インタビュー

発達障害と保健管理センターの支援課題

発達障害と保健管理センターの支援課題
小田原 俊成 先生

横浜市立大学 保健管理センター教授・センター長

小田原 俊成 先生

この記事の最終更新は2016年01月18日です。

近年、「大人の発達障害」という言葉が注目を集めています。大学生においても、発達障害が原因で不登校となってしまう学生は一定数存在し、それらの学生をどのように支援し、卒業・就職支援するかが課題となっています。発達障害の定義を踏まえ、今後彼らにどのような支援をしていくことが求められているのか、その課題について横浜市立大学保健管理センター センター長の小田原俊成先生にお話頂きました。

現在、学校保健の領域でもトピックスになっている発達障害ですが、これは2005年の「発達障害支援法」の施行をきっかけに知られるようになりました。

成人の発達障害を診察できる医師が少ないことや治療が難しいこともあり、きちんと診断治療を受けられない方もいる反面、安易なレッテルを貼られ、不利益を被る方もいるように感じます。診断に必要な症状を把握するには、幼少期からの対人関係や生活歴をきちんと確認しなくてはなりません。

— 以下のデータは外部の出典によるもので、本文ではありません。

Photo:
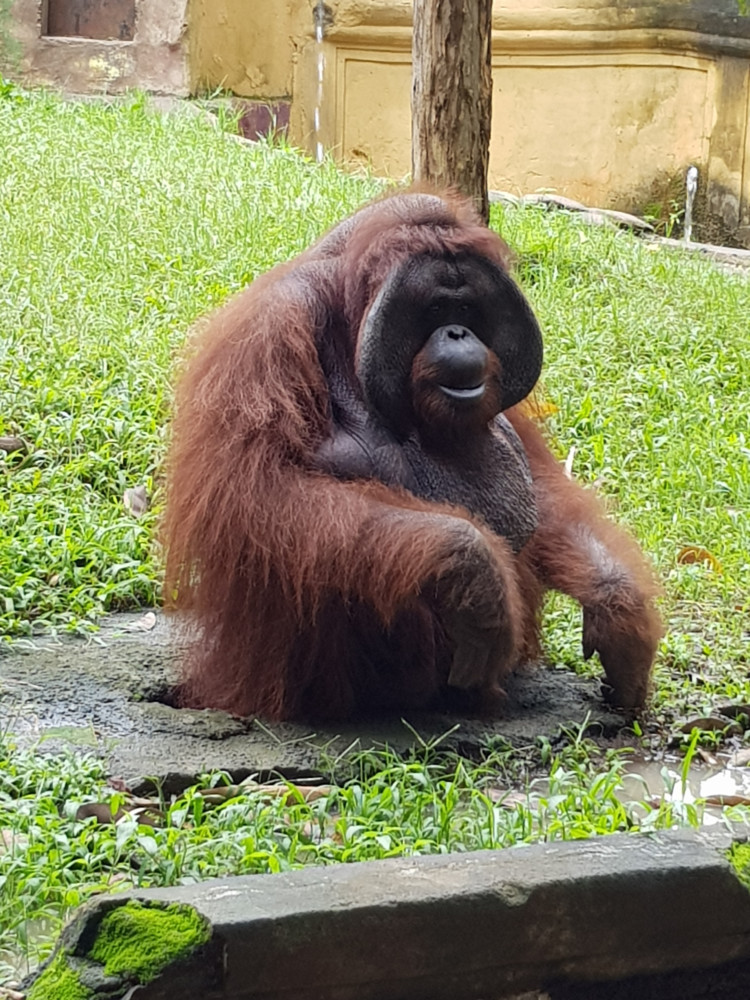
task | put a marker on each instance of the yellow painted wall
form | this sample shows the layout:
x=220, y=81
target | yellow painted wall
x=594, y=99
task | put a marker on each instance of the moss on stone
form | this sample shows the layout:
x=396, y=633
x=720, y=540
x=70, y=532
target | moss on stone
x=139, y=941
x=59, y=981
x=739, y=858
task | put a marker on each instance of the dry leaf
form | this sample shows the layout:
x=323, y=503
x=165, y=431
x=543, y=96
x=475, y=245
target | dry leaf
x=568, y=467
x=143, y=624
x=727, y=800
x=691, y=554
x=734, y=711
x=146, y=811
x=508, y=800
x=11, y=444
x=711, y=724
x=135, y=499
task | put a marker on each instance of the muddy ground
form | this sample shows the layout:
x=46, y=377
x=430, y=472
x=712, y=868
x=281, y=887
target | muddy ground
x=108, y=694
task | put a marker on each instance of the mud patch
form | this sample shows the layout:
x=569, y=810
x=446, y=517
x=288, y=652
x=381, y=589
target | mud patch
x=111, y=695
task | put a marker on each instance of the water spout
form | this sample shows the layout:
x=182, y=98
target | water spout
x=321, y=18
x=691, y=186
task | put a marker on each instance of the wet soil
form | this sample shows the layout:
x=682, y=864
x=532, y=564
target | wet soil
x=111, y=694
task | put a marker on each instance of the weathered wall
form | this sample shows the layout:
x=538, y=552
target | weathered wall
x=599, y=100
x=154, y=60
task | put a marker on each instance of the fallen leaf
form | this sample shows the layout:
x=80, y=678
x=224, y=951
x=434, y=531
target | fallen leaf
x=734, y=711
x=11, y=444
x=689, y=555
x=727, y=800
x=143, y=624
x=144, y=810
x=508, y=799
x=711, y=724
x=135, y=499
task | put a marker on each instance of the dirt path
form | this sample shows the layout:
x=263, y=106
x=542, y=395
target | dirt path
x=108, y=694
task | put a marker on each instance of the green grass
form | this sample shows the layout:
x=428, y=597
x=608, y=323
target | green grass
x=648, y=362
x=431, y=803
x=121, y=227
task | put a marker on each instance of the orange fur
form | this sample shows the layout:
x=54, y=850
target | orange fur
x=317, y=597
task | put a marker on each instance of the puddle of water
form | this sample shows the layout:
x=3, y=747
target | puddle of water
x=725, y=784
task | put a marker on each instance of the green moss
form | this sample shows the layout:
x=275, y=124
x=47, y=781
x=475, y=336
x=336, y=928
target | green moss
x=739, y=858
x=59, y=982
x=139, y=941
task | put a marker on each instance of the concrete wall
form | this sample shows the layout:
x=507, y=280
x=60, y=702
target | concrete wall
x=155, y=59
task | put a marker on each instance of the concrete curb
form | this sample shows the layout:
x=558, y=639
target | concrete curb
x=556, y=917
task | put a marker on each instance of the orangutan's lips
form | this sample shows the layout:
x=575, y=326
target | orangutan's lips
x=468, y=393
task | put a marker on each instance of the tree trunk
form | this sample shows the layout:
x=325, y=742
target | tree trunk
x=451, y=104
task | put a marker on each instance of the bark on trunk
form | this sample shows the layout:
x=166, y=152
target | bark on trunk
x=452, y=95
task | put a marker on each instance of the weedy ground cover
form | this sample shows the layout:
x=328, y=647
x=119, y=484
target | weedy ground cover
x=52, y=860
x=119, y=228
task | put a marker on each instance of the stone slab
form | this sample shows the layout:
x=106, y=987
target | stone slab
x=555, y=917
x=108, y=694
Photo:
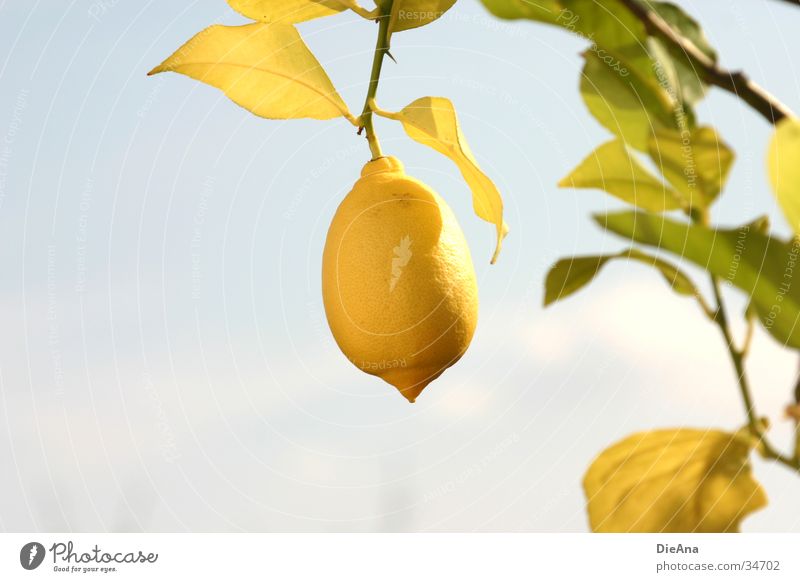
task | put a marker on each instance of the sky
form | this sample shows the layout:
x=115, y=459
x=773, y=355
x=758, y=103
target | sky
x=165, y=363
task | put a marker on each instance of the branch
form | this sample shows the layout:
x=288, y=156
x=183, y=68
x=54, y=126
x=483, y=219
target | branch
x=734, y=82
x=381, y=49
x=768, y=451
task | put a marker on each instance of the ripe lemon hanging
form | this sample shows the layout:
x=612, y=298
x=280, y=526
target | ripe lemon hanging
x=397, y=279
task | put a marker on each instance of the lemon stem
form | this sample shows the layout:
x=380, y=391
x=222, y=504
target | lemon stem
x=381, y=50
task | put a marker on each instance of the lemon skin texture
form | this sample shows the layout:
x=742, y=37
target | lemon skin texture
x=398, y=282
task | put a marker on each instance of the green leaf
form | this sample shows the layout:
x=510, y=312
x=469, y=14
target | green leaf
x=605, y=22
x=543, y=11
x=287, y=11
x=630, y=103
x=642, y=86
x=686, y=79
x=265, y=68
x=695, y=162
x=570, y=275
x=783, y=163
x=408, y=14
x=763, y=267
x=612, y=168
x=432, y=121
x=673, y=481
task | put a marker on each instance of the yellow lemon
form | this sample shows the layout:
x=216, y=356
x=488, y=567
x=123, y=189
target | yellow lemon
x=397, y=279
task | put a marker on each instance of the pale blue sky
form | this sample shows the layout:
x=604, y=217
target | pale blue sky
x=165, y=362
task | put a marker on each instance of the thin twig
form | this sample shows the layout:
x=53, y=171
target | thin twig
x=768, y=451
x=381, y=50
x=735, y=82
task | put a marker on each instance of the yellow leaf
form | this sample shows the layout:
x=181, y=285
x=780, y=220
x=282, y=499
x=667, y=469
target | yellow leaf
x=407, y=14
x=432, y=121
x=265, y=68
x=679, y=480
x=696, y=162
x=288, y=11
x=783, y=165
x=612, y=168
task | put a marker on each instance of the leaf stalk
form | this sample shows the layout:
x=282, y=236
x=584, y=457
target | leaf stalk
x=381, y=50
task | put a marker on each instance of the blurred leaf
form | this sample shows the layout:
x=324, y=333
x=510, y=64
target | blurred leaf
x=287, y=11
x=687, y=81
x=761, y=266
x=432, y=121
x=543, y=11
x=612, y=168
x=630, y=105
x=605, y=22
x=695, y=162
x=783, y=163
x=265, y=68
x=570, y=275
x=677, y=480
x=408, y=14
x=631, y=83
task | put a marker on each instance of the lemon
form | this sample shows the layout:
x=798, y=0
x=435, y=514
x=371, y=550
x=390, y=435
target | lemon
x=397, y=279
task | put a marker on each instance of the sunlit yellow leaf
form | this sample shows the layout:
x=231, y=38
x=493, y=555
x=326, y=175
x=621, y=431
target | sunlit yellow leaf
x=407, y=14
x=432, y=121
x=696, y=162
x=287, y=11
x=265, y=68
x=783, y=164
x=679, y=480
x=612, y=167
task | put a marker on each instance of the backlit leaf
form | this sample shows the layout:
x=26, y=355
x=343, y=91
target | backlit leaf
x=570, y=275
x=627, y=101
x=696, y=163
x=408, y=14
x=612, y=168
x=783, y=165
x=287, y=11
x=763, y=267
x=676, y=481
x=265, y=68
x=687, y=79
x=432, y=121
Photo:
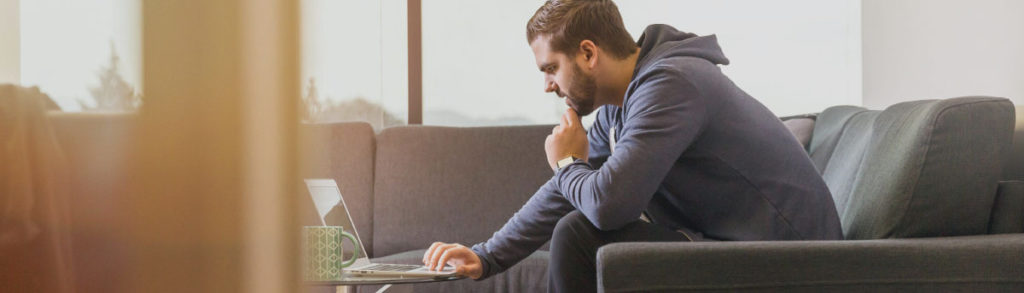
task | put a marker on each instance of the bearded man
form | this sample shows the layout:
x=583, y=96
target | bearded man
x=677, y=153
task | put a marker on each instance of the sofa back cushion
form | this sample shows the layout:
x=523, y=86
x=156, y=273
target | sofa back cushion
x=343, y=152
x=1013, y=169
x=922, y=168
x=453, y=184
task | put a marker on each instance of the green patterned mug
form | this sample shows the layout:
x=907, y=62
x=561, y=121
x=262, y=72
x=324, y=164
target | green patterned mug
x=323, y=252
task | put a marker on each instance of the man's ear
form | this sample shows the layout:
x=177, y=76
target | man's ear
x=588, y=50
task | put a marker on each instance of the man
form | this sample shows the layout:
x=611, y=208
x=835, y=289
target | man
x=677, y=153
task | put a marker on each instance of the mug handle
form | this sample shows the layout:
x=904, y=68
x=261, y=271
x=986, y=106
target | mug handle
x=355, y=254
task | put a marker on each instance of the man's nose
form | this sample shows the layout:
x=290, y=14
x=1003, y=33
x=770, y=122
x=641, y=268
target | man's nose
x=550, y=86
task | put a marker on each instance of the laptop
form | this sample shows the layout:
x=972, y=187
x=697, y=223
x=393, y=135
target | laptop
x=327, y=197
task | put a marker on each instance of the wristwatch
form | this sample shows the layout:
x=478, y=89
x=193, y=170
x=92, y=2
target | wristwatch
x=565, y=162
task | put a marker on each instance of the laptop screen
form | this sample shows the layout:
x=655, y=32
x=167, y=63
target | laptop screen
x=325, y=193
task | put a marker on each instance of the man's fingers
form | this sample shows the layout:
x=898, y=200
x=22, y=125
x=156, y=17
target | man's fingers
x=437, y=254
x=565, y=119
x=443, y=259
x=429, y=252
x=572, y=117
x=569, y=118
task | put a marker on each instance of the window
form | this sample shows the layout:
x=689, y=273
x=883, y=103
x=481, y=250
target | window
x=353, y=61
x=86, y=55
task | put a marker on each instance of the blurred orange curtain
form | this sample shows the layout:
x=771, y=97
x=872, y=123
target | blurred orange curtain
x=35, y=248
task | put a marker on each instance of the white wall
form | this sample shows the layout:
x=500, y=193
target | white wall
x=915, y=49
x=10, y=34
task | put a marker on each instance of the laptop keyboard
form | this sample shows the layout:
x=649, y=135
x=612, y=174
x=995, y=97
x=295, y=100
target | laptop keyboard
x=392, y=267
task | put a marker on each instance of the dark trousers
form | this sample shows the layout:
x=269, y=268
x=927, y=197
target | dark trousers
x=574, y=244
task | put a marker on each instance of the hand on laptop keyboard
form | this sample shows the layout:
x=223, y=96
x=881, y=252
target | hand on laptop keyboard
x=465, y=260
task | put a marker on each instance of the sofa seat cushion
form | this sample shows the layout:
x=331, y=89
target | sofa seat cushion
x=923, y=168
x=530, y=275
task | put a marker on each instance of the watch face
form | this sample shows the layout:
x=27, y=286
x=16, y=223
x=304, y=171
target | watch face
x=565, y=162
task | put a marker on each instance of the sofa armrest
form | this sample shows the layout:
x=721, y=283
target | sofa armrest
x=951, y=263
x=1008, y=212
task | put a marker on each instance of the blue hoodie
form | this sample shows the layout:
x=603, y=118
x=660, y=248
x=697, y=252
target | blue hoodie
x=691, y=152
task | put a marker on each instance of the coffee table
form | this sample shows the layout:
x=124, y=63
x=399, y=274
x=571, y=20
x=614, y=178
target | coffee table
x=348, y=284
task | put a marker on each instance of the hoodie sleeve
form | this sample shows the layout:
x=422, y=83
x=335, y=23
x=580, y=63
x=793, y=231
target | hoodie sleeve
x=532, y=224
x=525, y=232
x=663, y=117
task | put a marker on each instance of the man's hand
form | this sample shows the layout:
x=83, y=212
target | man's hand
x=465, y=260
x=568, y=138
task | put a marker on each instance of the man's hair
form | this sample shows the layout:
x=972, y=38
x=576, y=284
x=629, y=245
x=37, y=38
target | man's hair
x=570, y=22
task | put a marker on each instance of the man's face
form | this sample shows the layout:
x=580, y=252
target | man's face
x=564, y=77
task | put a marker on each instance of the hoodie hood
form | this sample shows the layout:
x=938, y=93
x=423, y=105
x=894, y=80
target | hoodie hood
x=660, y=41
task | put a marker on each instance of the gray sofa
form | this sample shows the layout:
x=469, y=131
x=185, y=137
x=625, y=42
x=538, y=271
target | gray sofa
x=924, y=192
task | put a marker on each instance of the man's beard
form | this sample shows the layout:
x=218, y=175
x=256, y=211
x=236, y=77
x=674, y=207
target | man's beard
x=583, y=90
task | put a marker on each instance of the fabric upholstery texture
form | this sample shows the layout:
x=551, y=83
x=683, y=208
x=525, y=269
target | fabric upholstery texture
x=802, y=128
x=933, y=264
x=344, y=152
x=457, y=184
x=899, y=172
x=1008, y=213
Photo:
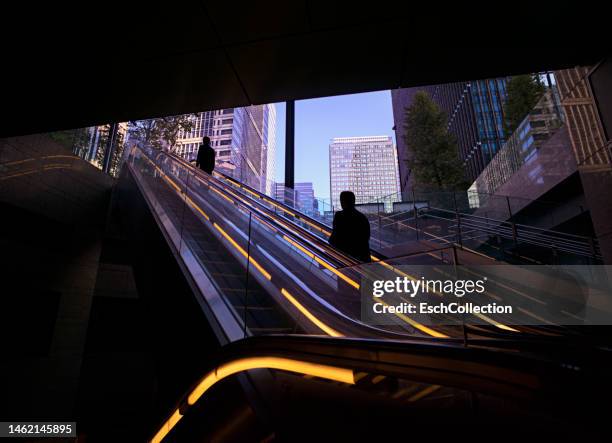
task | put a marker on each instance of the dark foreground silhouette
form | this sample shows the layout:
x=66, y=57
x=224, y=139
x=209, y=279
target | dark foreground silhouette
x=206, y=156
x=351, y=233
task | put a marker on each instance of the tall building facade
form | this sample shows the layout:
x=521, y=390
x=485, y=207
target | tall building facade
x=367, y=166
x=244, y=140
x=475, y=116
x=583, y=91
x=302, y=194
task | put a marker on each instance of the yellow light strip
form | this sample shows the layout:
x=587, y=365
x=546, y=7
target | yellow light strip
x=285, y=364
x=197, y=208
x=167, y=427
x=222, y=195
x=279, y=207
x=329, y=331
x=495, y=323
x=265, y=273
x=351, y=282
x=424, y=393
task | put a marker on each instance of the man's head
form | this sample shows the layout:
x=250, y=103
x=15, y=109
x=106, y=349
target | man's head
x=347, y=200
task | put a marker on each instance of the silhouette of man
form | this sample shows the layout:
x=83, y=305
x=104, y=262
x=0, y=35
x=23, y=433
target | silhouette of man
x=206, y=156
x=351, y=233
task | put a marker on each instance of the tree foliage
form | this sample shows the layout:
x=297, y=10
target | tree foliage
x=119, y=146
x=434, y=160
x=523, y=92
x=162, y=133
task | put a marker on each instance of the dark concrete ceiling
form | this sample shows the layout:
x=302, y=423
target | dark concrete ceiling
x=71, y=68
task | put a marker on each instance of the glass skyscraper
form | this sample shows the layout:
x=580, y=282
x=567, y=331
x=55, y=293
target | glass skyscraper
x=243, y=138
x=365, y=165
x=475, y=116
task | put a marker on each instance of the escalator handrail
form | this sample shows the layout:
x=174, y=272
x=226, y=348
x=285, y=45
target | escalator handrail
x=322, y=247
x=480, y=369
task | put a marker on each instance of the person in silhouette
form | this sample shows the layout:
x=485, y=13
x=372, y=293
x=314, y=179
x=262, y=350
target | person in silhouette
x=206, y=156
x=351, y=232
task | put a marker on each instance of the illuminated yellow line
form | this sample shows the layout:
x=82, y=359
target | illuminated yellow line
x=359, y=376
x=286, y=364
x=378, y=379
x=315, y=226
x=167, y=427
x=265, y=273
x=329, y=331
x=222, y=195
x=333, y=373
x=424, y=393
x=416, y=324
x=495, y=323
x=197, y=208
x=351, y=282
x=279, y=207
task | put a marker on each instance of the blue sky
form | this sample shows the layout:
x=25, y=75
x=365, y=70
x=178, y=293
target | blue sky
x=318, y=120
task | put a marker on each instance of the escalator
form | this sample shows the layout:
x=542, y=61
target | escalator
x=256, y=272
x=272, y=287
x=262, y=266
x=289, y=389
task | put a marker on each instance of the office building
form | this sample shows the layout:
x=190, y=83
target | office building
x=475, y=117
x=302, y=195
x=243, y=138
x=367, y=166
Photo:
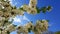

子どもの頃に落ち着きがなくても、大人になれば自然と落ち着く方はいくらでもいます。現在、「発達障害」は自閉スペクトラム症ASD)や注意欠如・多動症(ADHD)などと診断される方が該当します。ASDは言語性コミュニケーション障害や社会的相互交渉の障害と興味の限局の存在が特徴的で、ADHDは不注意や落ち着きのなさといった症状が目立ちます。

(参考記事:『大人の発達障害の種類とその症状・特徴―自閉症スペクトラムとADHD、LD』

そもそも、人の能力はすべて一緒というわけではありません。誰もが得意な分野と不得意な分野を持っています。その得意・不得意の差が極端になり、その結果として学業や生活面に支障を来している方が発達障害なのです。発達の偏りをその方が持つ特性と捉え、どのようなことが不得手なのかを把握し、具体的な対応法について一緒に検討していくような支援が理想です。発達に偏りのある方は、程度に差はありますが、コミュニケーションの取り方や対人関係に悩んでいます。しかし、本人が発達の偏りによる困り感を自覚できないケースの方が多いように感じます。

そういう中で、適応障害うつ病など二次性の精神障害を併発することがあります。事例化すれば介入できますが、そうなる前に対応できることがいいのはいうまでもありません。入学後の手続きのミスが多かったり、実験や就職活動がうまくいかないなどの問題がある場合、周囲が本人に声かけして、センターに相談に来所していただく働きかけも重要と考えています。

横浜市立大学でも2016年度より、発達の問題を健診でスクリーニングしたり、オリエンテーションにコンテンツとして入れていく方針です。

また、発達の問題に関して自覚がある学生は、心理検査などを踏まえ、その学生に合ったキャリア支援を行っていきたいと考えています。その際には、個々の進路相談にも乗れれば理想的です。